I reopen this Issue as the set of files is still incomplete, after or setting diversityAnalyses process to false: it results in the error (see in GitHub Actions log here):

All features were filtered, resulting in an empty table

I tried to alleviate this by setting clusteringIdentity to 0.1and minConsensus to 0.51, but still no run that passes.

So, anyone knows a minimal-but-complete example dataset, below 1 MB (but hey, 10 would be fine too) so anyone can test-run MetONTIIME, ideally allowing the diversity analysis?

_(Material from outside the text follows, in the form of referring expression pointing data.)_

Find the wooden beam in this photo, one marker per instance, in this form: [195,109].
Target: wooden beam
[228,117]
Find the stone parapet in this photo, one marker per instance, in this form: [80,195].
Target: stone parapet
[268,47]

MaestSi commented 8 months ago

It looks like the reads do not align to Bacillus subtilis 16S gene sequence that I downloaded from NCBI. You may check this by uploading to QIIME2 Viewer the file taxonomy.qzv. If this is the case, you may consider downloading more fasta sequences from NCBI and creating the tsv files with the script I provided - or just using a real database, which you can easily download from QIIME2 website.